O aperto de mão foi caloroso e sincero.
“- Gustav. Arlan. Está é a companhia de comércio de Karbos e Sullion, bons amigos meus. Eu já lhes contei daquela luta em que entrei rumo à Gallienn. E este é Mikail, à quem devo minha primeira aula empunhando uma arma.”
Meus companheiros pareciam se divertir com a festividade que se tornou aquele encontro. Mesmo sobre os cavalos contei de forma resumida tudo o que havia acontecido naqueles meses, comigo, o que resultou em muitos parabéns e palavras de incentivo e apoio. Trícia e Kalla não estavam junto da caravana. Eles, como já era de se esperar, haviam se perdido por entre as tavernas ainda no início da cidade. Mikail é mais reservado e prefere não ficar enchendo a cara em meio a grandes multidões.
Mas logo me lembrei de minhas obrigações e tive que me despedir, mas com juramentos de que tão logo pudesse eu os procuraria para passarmos algum tempo junto naquele mesmo dia, coisa que fiz nesta mesma noite, horas atrás.
O resto do dia correu tranqüilo e, tão logo me vi fora de minhas obrigações corri para o local onde a caravana de Karbos e Sullion estava parada. O jantar foi farto e a diversão abundante. Gustav e Arlan, que levei junto, apreciaram muito. Nunca os vi se divertindo tanto. A presença de Trícia e Kalla, meio bêbados ainda, animou ainda mais o encontro.
Mas de tudo isso o que mais me interessou foi algumas notícias que Sullion me contará sobre sua jornada. Havia uma aldeia que eles cruzaram à três dias atrás que estava sendo aterrorizada por um grupo de bandidos muito bem organizados e comandados por uma figura misteriosa chamada Orac. A pequena vila vivia momentos de terror e considerava-se abandonada à plena sorte já que não esperava ajuda da capital de Tollon. Pelo visto eles tinham o costume de deixar que cada comunidade resolvesse seus problemas sozinha, ou até que a situação fosse insustentável. Mas pelo visto lá o insustentável já havia sido ultrapassado à algum tempo.

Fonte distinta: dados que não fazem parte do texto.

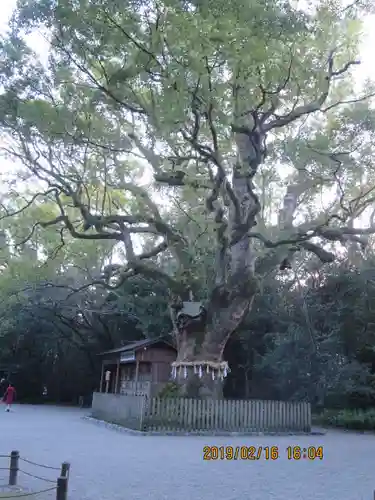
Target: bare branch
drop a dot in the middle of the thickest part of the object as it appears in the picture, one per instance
(316, 105)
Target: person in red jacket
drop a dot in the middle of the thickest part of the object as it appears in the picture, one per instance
(9, 396)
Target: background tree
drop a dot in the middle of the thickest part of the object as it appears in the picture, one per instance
(218, 99)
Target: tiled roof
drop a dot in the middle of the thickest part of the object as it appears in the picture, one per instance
(133, 346)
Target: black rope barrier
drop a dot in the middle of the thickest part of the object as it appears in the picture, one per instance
(39, 465)
(31, 493)
(61, 482)
(37, 477)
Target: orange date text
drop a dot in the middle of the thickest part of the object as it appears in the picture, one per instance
(240, 452)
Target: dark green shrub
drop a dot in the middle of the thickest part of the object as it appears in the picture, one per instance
(348, 419)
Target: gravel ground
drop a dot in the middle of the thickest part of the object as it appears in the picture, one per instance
(108, 465)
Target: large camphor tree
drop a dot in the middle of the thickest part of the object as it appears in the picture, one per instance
(245, 112)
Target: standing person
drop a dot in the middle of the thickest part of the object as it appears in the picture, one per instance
(9, 396)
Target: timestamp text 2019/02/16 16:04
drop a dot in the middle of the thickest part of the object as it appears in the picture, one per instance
(262, 453)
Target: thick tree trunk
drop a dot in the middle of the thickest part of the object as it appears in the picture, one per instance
(200, 368)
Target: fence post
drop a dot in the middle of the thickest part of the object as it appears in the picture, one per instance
(65, 467)
(13, 467)
(62, 488)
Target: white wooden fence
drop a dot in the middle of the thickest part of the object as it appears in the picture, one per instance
(183, 414)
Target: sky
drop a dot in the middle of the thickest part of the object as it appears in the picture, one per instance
(364, 71)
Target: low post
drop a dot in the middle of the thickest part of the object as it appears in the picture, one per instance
(62, 488)
(65, 467)
(13, 467)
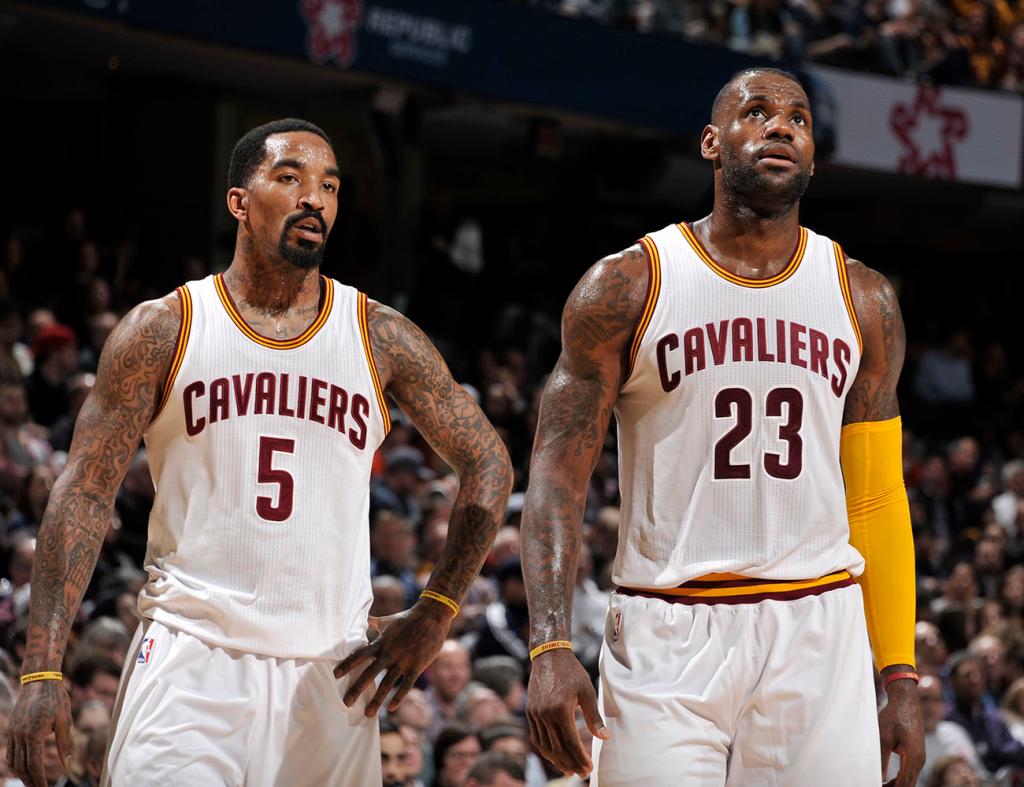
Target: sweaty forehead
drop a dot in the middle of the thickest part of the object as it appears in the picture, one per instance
(304, 146)
(777, 89)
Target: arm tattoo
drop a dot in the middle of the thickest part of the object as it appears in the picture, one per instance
(418, 379)
(132, 369)
(598, 323)
(872, 395)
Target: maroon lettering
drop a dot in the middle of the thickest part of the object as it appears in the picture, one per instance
(283, 408)
(317, 400)
(717, 342)
(742, 340)
(193, 391)
(763, 353)
(243, 393)
(360, 410)
(336, 408)
(265, 390)
(693, 356)
(842, 355)
(819, 352)
(665, 345)
(302, 397)
(218, 400)
(797, 344)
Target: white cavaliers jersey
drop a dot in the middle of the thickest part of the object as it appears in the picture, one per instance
(261, 453)
(729, 420)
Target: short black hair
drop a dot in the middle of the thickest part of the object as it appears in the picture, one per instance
(250, 150)
(716, 107)
(488, 764)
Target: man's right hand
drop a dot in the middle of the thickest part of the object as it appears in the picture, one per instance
(557, 685)
(43, 708)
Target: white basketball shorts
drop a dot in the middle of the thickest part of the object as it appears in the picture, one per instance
(771, 693)
(189, 713)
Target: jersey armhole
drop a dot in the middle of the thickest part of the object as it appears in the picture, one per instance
(844, 283)
(365, 332)
(184, 298)
(650, 302)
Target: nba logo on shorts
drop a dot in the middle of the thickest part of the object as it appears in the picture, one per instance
(145, 651)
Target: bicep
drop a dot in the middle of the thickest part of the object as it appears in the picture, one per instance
(872, 395)
(132, 370)
(419, 381)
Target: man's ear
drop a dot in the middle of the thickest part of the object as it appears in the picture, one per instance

De forma maliciosa Sullion me olhou de canto de olho enquanto me contava tudo e finalizou dizendo – “seria uma ótima oportunidade para um grupo de valentes cadetes, não acha?!”
Eu concordei. O que mais eu desejava era um pouco de ação. Não aguentava mais ficar naquele papel diplomático. Acho que isso também incomodava Sir Tussan, mas como ele mesmo dizia - “é um mal necessário”.
Mas não custava nada eu tentar convencê-lo de nos enviar para lá pelo menos para ajudar a organizar as defesas da vila. Com a ajuda dos teleportadores poderíamos ir e voltar ainda antes do início do festival. No caminho contei para meus dois colegas que se mostraram interessados, embora que um pouco apavorados. Mas convencer eles foi fácil. Amanhã cedo eu irei conversar com Sir Tussan e os outros professores. É uma ótima oportunidade.